O presidente do Supremo Tribunal Federal (STF), ministro Edson Fachin, reconheceu nesta quarta-feira (2) a gravidade dos novos elementos revelados pela Polícia Federal (PF) envolvendo o ministro Alexandre de Moraes e Daniel Vorcaro, ex-dono do Banco Master.
Sem citar nominalmente Moraes, Vorcaro ou o ministro André Mendonça, relator do caso no STF, Fachin afirmou que os indícios precisam receber o devido encaminhamento institucional e sinalizou que a Presidência da Corte poderá adotar medidas após a análise dos fatos.
“Os indícios reclamam o devido encaminhamento institucional”, declarou Fachin durante a Jornada Ítalo-Hispano-Brasileira de Direito Constitucional, realizada no STF.
Segundo o presidente da Corte, as circunstâncias envolvem, “de um lado, a atuação processual e, de outro, sérios elementos de fatos”. Fachin afirmou ainda que o momento exige da Presidência do tribunal “serenidade, responsabilidade e firmeza”.
O ministro também ressaltou que a função de integrante do STF não confere privilégios e impõe deveres e limites que devem ser respeitados.
“O cargo de ministro não confere privilégios, mas impõe deveres, limites e responsabilidades, que devem ser observados com absoluto respeito à Constituição, às leis e ao STF”, afirmou.
Fachin não detalhou quais providências pretende adotar nem estabeleceu um prazo para isso. Segundo ele, as medidas serão anunciadas após a conclusão da análise necessária e o cumprimento dos procedimentos internos.
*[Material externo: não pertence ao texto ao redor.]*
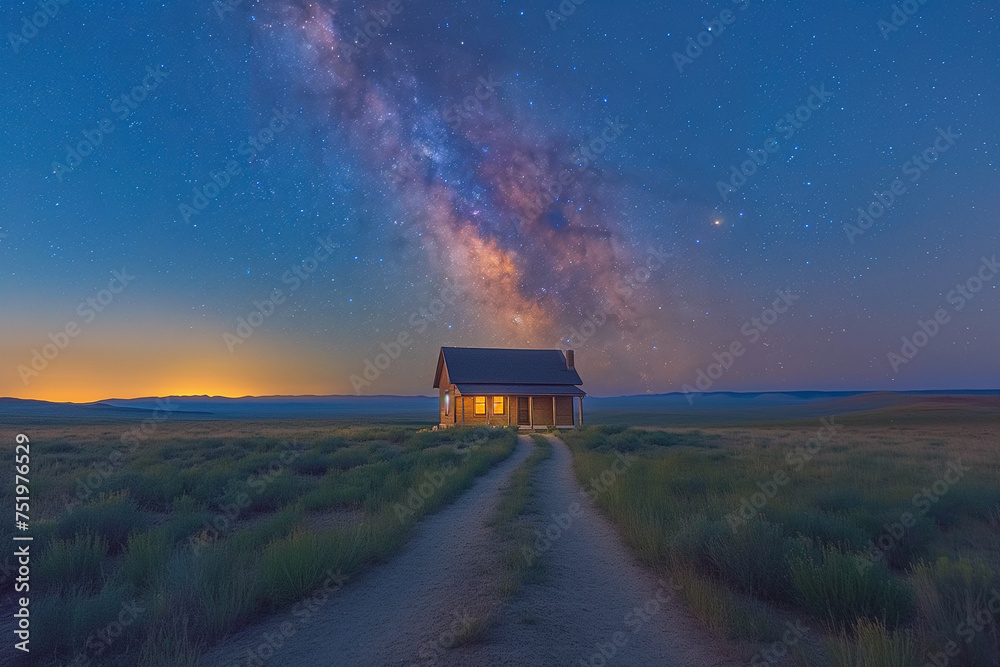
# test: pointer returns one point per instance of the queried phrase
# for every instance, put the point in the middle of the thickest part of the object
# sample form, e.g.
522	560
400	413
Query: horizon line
403	396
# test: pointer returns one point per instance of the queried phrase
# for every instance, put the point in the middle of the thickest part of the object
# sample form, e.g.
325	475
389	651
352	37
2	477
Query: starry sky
295	197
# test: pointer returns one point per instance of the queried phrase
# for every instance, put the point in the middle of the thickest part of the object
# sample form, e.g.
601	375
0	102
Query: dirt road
597	605
596	601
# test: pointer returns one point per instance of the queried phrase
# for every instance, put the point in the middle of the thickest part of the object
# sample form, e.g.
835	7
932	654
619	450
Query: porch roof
466	389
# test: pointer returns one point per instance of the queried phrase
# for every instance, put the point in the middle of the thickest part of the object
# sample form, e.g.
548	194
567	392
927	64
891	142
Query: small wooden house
499	387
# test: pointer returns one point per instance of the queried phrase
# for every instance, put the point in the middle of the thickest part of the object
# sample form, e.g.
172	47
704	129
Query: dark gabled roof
519	390
477	365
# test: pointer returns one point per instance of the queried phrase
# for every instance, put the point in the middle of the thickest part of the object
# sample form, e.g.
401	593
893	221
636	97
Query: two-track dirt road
595	596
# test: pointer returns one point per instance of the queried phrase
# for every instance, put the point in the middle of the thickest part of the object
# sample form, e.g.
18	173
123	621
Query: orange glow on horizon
122	362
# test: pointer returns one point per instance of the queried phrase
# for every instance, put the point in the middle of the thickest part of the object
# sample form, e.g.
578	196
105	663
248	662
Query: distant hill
715	406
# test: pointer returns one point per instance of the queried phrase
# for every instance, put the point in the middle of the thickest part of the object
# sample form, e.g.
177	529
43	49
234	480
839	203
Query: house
499	387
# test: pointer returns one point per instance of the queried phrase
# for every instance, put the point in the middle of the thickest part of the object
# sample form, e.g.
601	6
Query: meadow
148	552
869	540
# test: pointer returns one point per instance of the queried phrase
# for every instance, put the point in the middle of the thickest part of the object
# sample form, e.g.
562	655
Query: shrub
75	563
842	589
755	559
957	594
875	646
311	463
113	516
145	558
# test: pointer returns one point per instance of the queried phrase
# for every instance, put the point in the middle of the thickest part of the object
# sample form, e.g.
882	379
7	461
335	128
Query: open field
865	539
876	535
197	529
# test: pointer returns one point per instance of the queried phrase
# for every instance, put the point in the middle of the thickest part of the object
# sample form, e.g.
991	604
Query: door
523	418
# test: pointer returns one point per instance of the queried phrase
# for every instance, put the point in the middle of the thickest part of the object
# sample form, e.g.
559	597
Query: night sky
258	198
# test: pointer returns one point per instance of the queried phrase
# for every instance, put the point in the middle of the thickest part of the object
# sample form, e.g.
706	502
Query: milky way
517	218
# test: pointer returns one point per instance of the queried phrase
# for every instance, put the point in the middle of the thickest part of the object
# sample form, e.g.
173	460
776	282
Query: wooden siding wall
541	411
564	411
463	411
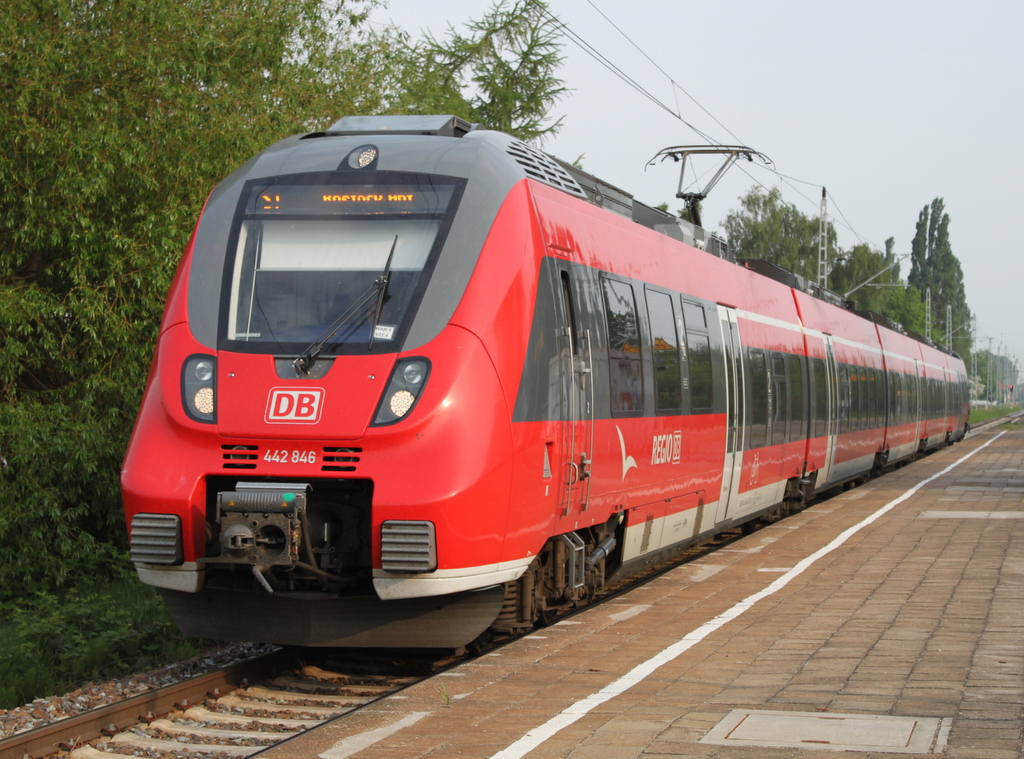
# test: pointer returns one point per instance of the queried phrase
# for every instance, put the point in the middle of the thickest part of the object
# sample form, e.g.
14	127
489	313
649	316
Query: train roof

“Nos próximos dias, concluída a análise necessária dos fatos e observados os procedimentos institucionais pertinentes, esta Presidência anunciará, no tempo devido e sem precipitação, as medidas cabíveis e necessárias”, declarou.
Novas revelações
As declarações ocorrem um dia após a divulgação de um relatório da Polícia Federal que reúne mensagens trocadas entre Daniel Vorcaro e Alexandre de Moraes. O documento teve o sigilo retirado pelo ministro André Mendonça, relator do caso envolvendo o Banco Master.
Segundo o material, mensagens encontradas em aparelhos apreendidos na Operação Compliance Zero mostram Vorcaro recorrendo a Moraes em busca de auxílio e orientações relacionadas às investigações envolvendo o banco.
O relatório também menciona conversas relacionadas ao procurador-geral da República, Paulo Gonet, que teriam sido intermediadas por um advogado.
A manifestação de Fachin ocorre ainda após Mendonça encaminhar ao plenário do STF a análise dos novos elementos apresentados pela Polícia Federal.
Diante da repercussão do caso, o presidente do Supremo afirmou que a instituição precisa preservar sua autoridade e a confiança da sociedade.
“Em momentos de especial gravidade, é dever de todos preservar a integridade do Supremo Tribunal Federal, a autoridade de suas decisões, o respeito às suas normas e, acima de tudo, a confiança da sociedade na instituição”, disse.